Why Accelerate?
/It seems odd to ask this question, Why accelerate?, since it’s obvious in the technology business that you die if you don’t release new products faster than your competition. Fast teams know this reality and communicate the “need for speed” to the engineering teams. In slow environments, this critical information is insulated from the technical teams and only reserved for marketing, finance, and leadership forums.
Fast teams understood the economics of delay and used this to create urgency well in advance of the projected market window. They knew that if they entered at the front of the curve, they could maximize revenue and profit margin. The longer they waited, the lower the market share would be and the more fierce their competition would be.

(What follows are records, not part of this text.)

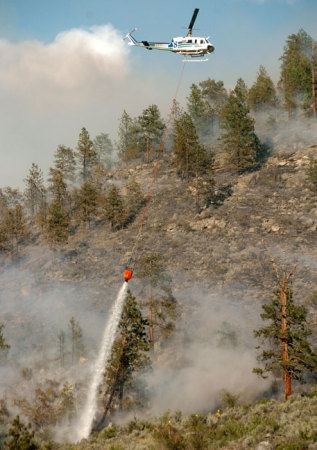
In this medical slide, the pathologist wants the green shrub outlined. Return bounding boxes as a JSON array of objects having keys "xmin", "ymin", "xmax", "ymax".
[
  {"xmin": 153, "ymin": 423, "xmax": 187, "ymax": 450},
  {"xmin": 102, "ymin": 426, "xmax": 117, "ymax": 439}
]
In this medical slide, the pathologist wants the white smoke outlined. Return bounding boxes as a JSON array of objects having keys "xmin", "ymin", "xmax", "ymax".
[{"xmin": 0, "ymin": 24, "xmax": 175, "ymax": 187}]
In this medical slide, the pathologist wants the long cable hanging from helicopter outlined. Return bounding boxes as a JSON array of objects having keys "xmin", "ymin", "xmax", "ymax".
[{"xmin": 123, "ymin": 8, "xmax": 215, "ymax": 282}]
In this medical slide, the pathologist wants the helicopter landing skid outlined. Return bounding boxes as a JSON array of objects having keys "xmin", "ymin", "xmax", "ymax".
[{"xmin": 183, "ymin": 58, "xmax": 208, "ymax": 62}]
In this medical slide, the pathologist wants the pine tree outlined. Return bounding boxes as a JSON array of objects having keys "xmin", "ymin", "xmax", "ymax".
[
  {"xmin": 54, "ymin": 145, "xmax": 76, "ymax": 182},
  {"xmin": 0, "ymin": 323, "xmax": 10, "ymax": 362},
  {"xmin": 306, "ymin": 159, "xmax": 317, "ymax": 192},
  {"xmin": 248, "ymin": 66, "xmax": 277, "ymax": 111},
  {"xmin": 253, "ymin": 289, "xmax": 317, "ymax": 400},
  {"xmin": 76, "ymin": 127, "xmax": 97, "ymax": 182},
  {"xmin": 48, "ymin": 168, "xmax": 70, "ymax": 208},
  {"xmin": 118, "ymin": 110, "xmax": 141, "ymax": 161},
  {"xmin": 0, "ymin": 204, "xmax": 29, "ymax": 254},
  {"xmin": 279, "ymin": 29, "xmax": 312, "ymax": 116},
  {"xmin": 74, "ymin": 181, "xmax": 98, "ymax": 227},
  {"xmin": 173, "ymin": 113, "xmax": 215, "ymax": 212},
  {"xmin": 24, "ymin": 163, "xmax": 46, "ymax": 218},
  {"xmin": 69, "ymin": 317, "xmax": 84, "ymax": 364},
  {"xmin": 93, "ymin": 133, "xmax": 116, "ymax": 169},
  {"xmin": 221, "ymin": 78, "xmax": 264, "ymax": 173},
  {"xmin": 173, "ymin": 112, "xmax": 212, "ymax": 180},
  {"xmin": 138, "ymin": 105, "xmax": 165, "ymax": 162},
  {"xmin": 103, "ymin": 185, "xmax": 127, "ymax": 231},
  {"xmin": 103, "ymin": 290, "xmax": 150, "ymax": 420},
  {"xmin": 46, "ymin": 198, "xmax": 69, "ymax": 250},
  {"xmin": 126, "ymin": 178, "xmax": 145, "ymax": 221},
  {"xmin": 187, "ymin": 83, "xmax": 213, "ymax": 139},
  {"xmin": 58, "ymin": 330, "xmax": 65, "ymax": 367},
  {"xmin": 58, "ymin": 381, "xmax": 75, "ymax": 423},
  {"xmin": 199, "ymin": 78, "xmax": 228, "ymax": 120},
  {"xmin": 5, "ymin": 416, "xmax": 40, "ymax": 450},
  {"xmin": 137, "ymin": 253, "xmax": 178, "ymax": 349}
]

When we studied failed projects, we observed that late entry usually resulted in less market share, less revenue, lower margins, and higher development cost due to the extended development time frame. We’ve seen late entry actually kill companies completely.

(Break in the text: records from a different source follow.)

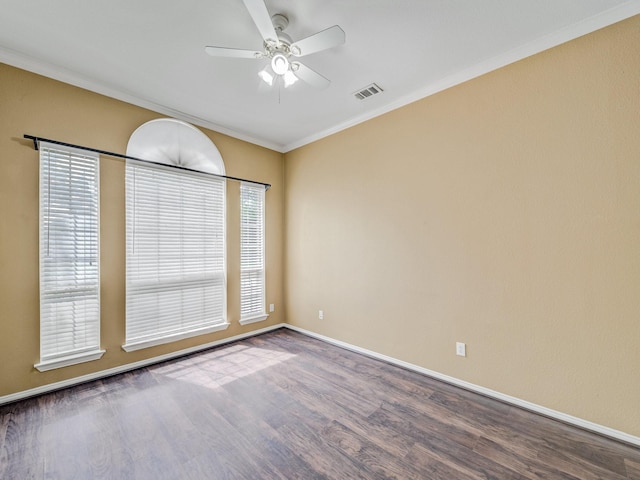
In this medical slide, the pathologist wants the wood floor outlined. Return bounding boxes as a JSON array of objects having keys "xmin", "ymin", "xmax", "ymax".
[{"xmin": 0, "ymin": 329, "xmax": 640, "ymax": 480}]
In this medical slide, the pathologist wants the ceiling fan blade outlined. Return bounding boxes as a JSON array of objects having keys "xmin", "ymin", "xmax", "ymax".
[
  {"xmin": 204, "ymin": 47, "xmax": 263, "ymax": 58},
  {"xmin": 291, "ymin": 25, "xmax": 346, "ymax": 57},
  {"xmin": 291, "ymin": 62, "xmax": 331, "ymax": 88},
  {"xmin": 242, "ymin": 0, "xmax": 278, "ymax": 43}
]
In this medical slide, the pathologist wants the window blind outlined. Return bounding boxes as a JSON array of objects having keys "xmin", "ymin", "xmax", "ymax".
[
  {"xmin": 240, "ymin": 183, "xmax": 268, "ymax": 324},
  {"xmin": 36, "ymin": 143, "xmax": 104, "ymax": 371},
  {"xmin": 123, "ymin": 160, "xmax": 228, "ymax": 351}
]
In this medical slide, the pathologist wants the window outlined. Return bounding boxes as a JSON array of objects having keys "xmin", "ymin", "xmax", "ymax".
[
  {"xmin": 123, "ymin": 160, "xmax": 228, "ymax": 351},
  {"xmin": 35, "ymin": 143, "xmax": 104, "ymax": 371},
  {"xmin": 240, "ymin": 183, "xmax": 268, "ymax": 325}
]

We built an economic model to quantify time in terms of money in order to make the “time asset” more important. We use it with teams to determine the cost of delay for each day the project is late. We develop a simplified business case with the full team, data which is typically hidden in detailed financial models and rarely exposed to engineering teams. We use this tool with development teams to connect them with the economics of being on time.

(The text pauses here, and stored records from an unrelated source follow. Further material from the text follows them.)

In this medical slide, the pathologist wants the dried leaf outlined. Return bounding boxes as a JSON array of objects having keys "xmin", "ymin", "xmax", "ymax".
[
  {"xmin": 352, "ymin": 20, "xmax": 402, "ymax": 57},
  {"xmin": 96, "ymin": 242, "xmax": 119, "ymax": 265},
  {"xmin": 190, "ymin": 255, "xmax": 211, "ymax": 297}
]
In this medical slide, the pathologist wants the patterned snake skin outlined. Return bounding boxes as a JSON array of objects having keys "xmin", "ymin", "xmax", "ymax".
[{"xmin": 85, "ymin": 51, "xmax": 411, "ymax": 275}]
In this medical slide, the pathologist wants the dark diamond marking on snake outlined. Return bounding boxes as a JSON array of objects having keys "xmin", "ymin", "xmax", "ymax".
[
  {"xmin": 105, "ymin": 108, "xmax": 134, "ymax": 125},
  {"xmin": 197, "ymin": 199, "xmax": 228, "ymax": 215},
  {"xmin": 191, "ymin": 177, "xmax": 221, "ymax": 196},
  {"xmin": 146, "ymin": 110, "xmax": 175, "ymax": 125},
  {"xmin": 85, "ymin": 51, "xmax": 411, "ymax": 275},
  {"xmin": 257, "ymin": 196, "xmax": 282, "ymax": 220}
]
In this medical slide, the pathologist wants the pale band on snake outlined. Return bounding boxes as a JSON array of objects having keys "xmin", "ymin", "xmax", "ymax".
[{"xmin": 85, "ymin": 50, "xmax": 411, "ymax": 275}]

In this example, we forecasted unit sales, average selling price, and costs to develop and make the product. To simplify the example, I’ve removed marketing/SG&A expense. You can seen the sum of each category below.
This project generates a 3x return on investment. We’ve worked in some environments where anything less than a 10x ROI would not get funded, but in this case a 3x is a very good return for this market.
Based on this business case, we’ve estimated the impact of a 3 month delay in the project. We assumed that we would take a 10% hit on our sales by entering the market late. We could have also looked at this by year, percent by year, or a simple shift to the right in the sales curve. Delay costs us $877,000 in lost profit per day.
This is not uncommon in Silicon Valley, where most projects we work on have delay values of between $200 and $800k per day.Earlier I made the point that schedule was king and time to market had the greatest impact on profitability. This model clearly illustrates the impact schedule has on profitability. In this example, schedule is twice as important than the next most important factor driving profitability, which is ASP. A 1% change in R&D expenses has little impact compared to an equivalent change in schedule.
The model reflects a common pattern for new technology-based products… if get to market faster, you improve your chances of profitability. Of course this assumes it is the “right product” you are getting to market, but this is another discussion. So being fast to market is obviously not the only determinant of success, since the wrong product at the right time can fail just as well as the right product at the wrong time.
Another advantaged of the model is to use it to make trade-offs during the project. We constantly see budgets restricted or cut to reduce burn rate or save money, without consideration for the impact the resource reduction would have on time to market.
Let’s turn it around and “spend to save a day” (one of the best practices of fast teams) and see what happens to the model. Increasing the budget by 30% to accelerate the schedule by 4 months gives me a net benefit of about $37M. I increased and accelerated PBT, but I took a hit on my return. I may decide that acceleration has a greater cost-benefit.
Lets do another interesting study… I have found a way to increase my selling price by adding functionality customers value, while at the same time I found a way to reduce the manufacturing costs through automation efficiencies. This effort requires more time from engineering, so my budget increased by 25%. This effort also required 4 more months of time, which is reflected as delay. Still the benefit out weighs the costs. We are still ahead on PBT with this decision.
The point is that time and money are connected. Go faster and your chances are better you will achieve higher share, margin, and a longer revenue cycle. The other opportunity cost not reflected here is the accelerated learning you get when you get to market faster — the faster you push, the faster you fail, and the faster you learn.
And for start-ups, the longer you wait to get to market, the fewer learning cycles you get with the cash you have in the bank. The trick to winning in this world is fast cycle-time and many cycles of learning. Accelerate learning cycle-time and you get the solution faster.